Even worse, overreach extends to enforcement. Import controls are not applied prospectively to items illicitly exported from a given country after the effective date of any implementing regulations, but rather far more broadly as embargos on all cultural goods of a given type coming from legitimate markets abroad, including those in Europe. If an importer cannot prove that an artifact was on the market outside a given country as of the date of the restrictions, under current practices it is subject to detention, seizure and forfeiture.

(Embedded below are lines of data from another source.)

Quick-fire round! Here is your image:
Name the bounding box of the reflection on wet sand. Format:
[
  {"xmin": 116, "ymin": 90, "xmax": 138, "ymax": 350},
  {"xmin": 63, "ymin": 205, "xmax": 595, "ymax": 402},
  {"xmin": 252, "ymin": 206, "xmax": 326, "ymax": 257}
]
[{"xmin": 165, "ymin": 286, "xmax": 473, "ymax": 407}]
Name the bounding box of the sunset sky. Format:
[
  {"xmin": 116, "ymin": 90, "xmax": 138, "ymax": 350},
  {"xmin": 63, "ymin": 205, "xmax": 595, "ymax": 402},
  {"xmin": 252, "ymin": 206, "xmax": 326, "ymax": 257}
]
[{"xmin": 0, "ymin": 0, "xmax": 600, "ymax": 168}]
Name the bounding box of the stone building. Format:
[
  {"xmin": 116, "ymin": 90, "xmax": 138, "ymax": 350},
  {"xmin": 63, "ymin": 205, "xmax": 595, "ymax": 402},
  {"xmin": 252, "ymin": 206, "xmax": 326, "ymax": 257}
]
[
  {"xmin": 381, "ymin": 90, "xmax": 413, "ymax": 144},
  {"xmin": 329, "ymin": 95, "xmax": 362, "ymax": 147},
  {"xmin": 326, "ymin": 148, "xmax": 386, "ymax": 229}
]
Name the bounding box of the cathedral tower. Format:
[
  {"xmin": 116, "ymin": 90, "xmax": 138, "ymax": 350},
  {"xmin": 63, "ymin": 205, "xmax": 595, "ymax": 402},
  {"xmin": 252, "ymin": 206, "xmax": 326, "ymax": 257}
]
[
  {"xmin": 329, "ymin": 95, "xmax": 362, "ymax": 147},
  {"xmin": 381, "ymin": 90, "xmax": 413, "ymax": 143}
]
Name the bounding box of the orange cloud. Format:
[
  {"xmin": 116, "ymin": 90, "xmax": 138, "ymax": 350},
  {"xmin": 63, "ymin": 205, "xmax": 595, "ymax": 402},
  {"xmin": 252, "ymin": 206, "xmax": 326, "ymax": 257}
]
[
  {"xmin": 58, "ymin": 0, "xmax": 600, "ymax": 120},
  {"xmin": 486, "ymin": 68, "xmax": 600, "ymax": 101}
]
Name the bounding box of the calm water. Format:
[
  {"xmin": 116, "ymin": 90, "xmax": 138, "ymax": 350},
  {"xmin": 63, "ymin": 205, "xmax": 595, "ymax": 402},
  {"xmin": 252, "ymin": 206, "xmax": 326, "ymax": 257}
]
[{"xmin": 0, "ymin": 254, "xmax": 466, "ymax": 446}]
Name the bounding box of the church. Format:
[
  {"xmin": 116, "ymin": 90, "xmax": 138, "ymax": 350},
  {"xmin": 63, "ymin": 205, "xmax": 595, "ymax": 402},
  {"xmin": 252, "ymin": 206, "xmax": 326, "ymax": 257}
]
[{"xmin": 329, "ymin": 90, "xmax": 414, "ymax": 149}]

So, what is the solution? Make the preparation of any “designated lists” subject to the requirements of the Administrative Procedure Act (APA) and any enforcement actions subject to the requirements of Civil Assets Forfeiture Reform Act (CAFRA). The former would require the State Department to justify its actions in restricting common cultural goods and those of minority communities on the record. The latter would take the burden of proving a negative from importers and instead ensure that the government must demonstrate that an item was illicitly exported after the effective date of any governing regulations, Finally, make any repatriations of cultural goods of displaced minority communities go not to their oppressor governments, but to representatives of those groups in exile.

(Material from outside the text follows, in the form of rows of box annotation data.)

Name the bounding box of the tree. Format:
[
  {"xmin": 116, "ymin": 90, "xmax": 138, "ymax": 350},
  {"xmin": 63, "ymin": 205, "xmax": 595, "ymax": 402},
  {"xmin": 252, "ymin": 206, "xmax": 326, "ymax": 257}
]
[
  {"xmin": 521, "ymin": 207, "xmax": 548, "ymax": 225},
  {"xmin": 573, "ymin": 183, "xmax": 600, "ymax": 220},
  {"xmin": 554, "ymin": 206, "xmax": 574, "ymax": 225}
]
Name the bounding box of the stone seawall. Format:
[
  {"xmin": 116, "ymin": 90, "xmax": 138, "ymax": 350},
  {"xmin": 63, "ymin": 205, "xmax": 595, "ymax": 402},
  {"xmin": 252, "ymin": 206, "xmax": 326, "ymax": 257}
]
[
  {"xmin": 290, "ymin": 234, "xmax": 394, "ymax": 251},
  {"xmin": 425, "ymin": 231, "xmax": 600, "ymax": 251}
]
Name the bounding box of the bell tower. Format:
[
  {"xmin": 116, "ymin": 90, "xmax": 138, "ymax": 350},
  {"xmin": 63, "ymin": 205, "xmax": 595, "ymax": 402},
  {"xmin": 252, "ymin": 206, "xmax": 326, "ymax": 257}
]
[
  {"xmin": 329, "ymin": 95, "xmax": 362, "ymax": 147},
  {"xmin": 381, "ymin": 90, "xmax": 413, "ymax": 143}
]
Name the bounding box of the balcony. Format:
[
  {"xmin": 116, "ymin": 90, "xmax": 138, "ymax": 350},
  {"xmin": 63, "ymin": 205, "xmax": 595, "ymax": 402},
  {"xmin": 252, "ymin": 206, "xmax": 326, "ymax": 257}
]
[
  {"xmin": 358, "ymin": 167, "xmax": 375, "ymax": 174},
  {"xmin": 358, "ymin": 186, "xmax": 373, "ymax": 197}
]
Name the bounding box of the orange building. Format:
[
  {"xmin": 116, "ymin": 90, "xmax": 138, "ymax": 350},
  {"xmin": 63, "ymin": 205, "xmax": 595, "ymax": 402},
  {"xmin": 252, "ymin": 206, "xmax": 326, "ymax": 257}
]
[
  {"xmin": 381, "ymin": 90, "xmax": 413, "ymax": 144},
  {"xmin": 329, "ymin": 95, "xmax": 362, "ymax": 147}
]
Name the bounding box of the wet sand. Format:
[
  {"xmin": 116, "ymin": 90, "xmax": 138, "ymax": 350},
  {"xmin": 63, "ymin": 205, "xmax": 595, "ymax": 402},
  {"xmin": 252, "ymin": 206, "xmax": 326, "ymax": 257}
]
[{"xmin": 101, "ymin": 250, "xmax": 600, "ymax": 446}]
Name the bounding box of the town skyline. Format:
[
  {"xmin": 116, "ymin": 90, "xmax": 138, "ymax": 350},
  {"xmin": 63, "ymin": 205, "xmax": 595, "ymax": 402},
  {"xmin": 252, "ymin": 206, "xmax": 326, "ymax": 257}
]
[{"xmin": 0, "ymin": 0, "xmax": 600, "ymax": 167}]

Rein in New York City’s World Culture Cop
Many would be surprised to learn that a local prosecutor could threaten criminal prosecutions for violations of foreign national patrimony laws under murky New York State law. Or that he could claim broad jurisdiction based on nothing more than an artifact, or even a transaction related to that artifact, passing through New York decades ago. Or that federal Homeland Security Investigations (HSI) would provide nationwide muscle to such threats and in doing so evade protections for targets of forfeitures enshrined under federal law. Yet, given this threat of criminal prosecution under New York law, this team effort has been quite successful in “convincing” collectors and institutions throughout the United States (and even sometimes abroad) to agree “voluntarily” to the repatriation of cultural goods that may have been on display for decades or sold at auction multiple times over the years. Of course, most simply cave into such threats, the prospect of criminal liability and cost of litigation being just too great.
So what is the solution? Federalize all claims for repatriation based on foreign national patrimony laws. Give federal courts exclusive jurisdiction over such claims, make them subject to the protections of CAFRA, and place a 5-year statute of limitations on them based on when an artifact was first imported into the United States. Finally, require such claims to be brought in the federal district court where the object is located now, not New York. Due process demands it.
While some might hope that the Trump Administration’s DOGE effort may defund the entire government repatriation operation as a “woke” waste of resources, it would probably be better in the long run to try some simple, common-sense reforms first instead.